Dice Dios: Aún no habías nacido, ni siquiera el mundo había sido creado, y ya te amaba yo.

Viendo Dios que los hombres se dejan atraer por los beneficios, quiso, mediante sus dádivas, cautivarlos a su amor, y prorrumpió: “Con cuerdas humanas los atraía, con lazos de amor” (Os. 3, 14). Quiero obligar a los hombres a amarme con los lazos con que ellos se dejan atraer, esto es, con los lazos del amor.
Después de haberlo dotado de alma, imagen perfectísima suya y enriquecida de tres potencias, memoria, entendimiento y voluntad, y haberle dado un cuerpo hermoseado con los sentidos, creó para él el cielo y la tierra y cuanto en ellos hay: las estrellas, los planetas, los mares, los ríos, las fuentes, los montes, los valles, los metales, los frutos y todas las especies de animales, a fin de que, sirviendo al hombre, amase éste a Dios en agradecimiento a tantos beneficios. «El cielo, la tierra y todas las cosas me están diciendo que te ame», decía San Agustín.




También Santa María Magdalena de Pazzi, cuando cogía una hermosa flor, se sentía abrasar en amor divino y exclamaba: «¿Conque Dios desde toda la eternidad pensó en crear esta florecita por mí?»
A su vez, Santa Teresa de Jesús decía que, mirando los árboles, fuentes, riachuelos, riberas o prados, oía que le recordaban su ingratitud en amar tan poco al Creador, que las había creado para ser amado de ella.

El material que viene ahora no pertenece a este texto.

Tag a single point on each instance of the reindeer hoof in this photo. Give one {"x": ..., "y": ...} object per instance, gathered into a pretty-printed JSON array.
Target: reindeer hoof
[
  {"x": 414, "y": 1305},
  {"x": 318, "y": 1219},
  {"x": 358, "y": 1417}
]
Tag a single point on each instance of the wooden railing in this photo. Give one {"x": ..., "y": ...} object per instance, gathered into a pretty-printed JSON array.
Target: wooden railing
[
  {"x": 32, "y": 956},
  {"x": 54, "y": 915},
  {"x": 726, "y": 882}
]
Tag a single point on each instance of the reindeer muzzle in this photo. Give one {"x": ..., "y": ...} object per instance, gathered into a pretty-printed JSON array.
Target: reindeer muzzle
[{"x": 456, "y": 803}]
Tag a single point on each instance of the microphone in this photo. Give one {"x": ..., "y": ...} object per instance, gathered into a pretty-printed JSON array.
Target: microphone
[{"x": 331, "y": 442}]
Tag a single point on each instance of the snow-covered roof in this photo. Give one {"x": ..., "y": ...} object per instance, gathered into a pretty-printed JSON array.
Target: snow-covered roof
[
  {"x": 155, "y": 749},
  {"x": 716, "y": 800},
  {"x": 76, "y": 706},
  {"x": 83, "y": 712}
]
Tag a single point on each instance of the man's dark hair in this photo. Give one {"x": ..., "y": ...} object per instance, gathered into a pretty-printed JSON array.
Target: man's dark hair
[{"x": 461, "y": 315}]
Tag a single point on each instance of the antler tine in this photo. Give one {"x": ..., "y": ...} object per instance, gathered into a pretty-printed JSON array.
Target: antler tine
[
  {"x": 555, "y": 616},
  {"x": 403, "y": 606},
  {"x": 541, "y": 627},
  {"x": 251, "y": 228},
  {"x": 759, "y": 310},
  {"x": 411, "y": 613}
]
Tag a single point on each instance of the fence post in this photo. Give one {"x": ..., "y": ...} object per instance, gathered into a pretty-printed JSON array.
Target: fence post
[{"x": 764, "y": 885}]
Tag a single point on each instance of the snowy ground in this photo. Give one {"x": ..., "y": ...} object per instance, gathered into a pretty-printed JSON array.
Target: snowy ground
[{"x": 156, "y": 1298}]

Mas no se contentó Dios con darnos estas hermosas criaturas, sino que, para granjearse todo nuestro amor, llegó a darse por completo a sí mismo: “Porque así amó Dios al mundo, que entregó a su Hijo unigénito” (Jn. 3, 16). Viéndonos el Eterno Padre muertos por el pecado y privados de su gracia, por su excesivo amor, mandó a su amadísimo Hijo a satisfacer por nosotros y devolvernos así la vida que el pecado nos había arrebatado. Y, dándonos al Hijo, junto con el Hijo nos dio toda suerte de bienes, su gracia, su amor y el paraíso, porque todos estos bienes son ciertamente de más ínfimo precio que su Hijo. 
Movido, además, el Hijo por el amor que nos tenía, se nos entregó completamente, se hizo hombre y se vistió de carne como nosotros. Y vimos a la majestad infinita como anonadada. El Señor del universo se humilló hasta tomar forma de esclavo y se sujetó a todas las miserias que el resto de los hombres padecen. 
Pero lo que hace más caer en el pasmo es que, habiéndonos podido salvar sin padecer ni morir, eligió vida trabajosa y humillada y muerte amarga e ignominiosa, hasta morir en cruz, patíbulo infame reservado a los malhechores. Y ¿por qué, pudiéndonos redimir sin padecer, quiso abrazarse con muerte de cruz? Para demostrarnos el amor que nos tenía. Nos amó, y porque nos amó se entregó en manos de los dolores, ignominias y muerte la más amarga que jamás hombre alguno padeció sobre la tierra. 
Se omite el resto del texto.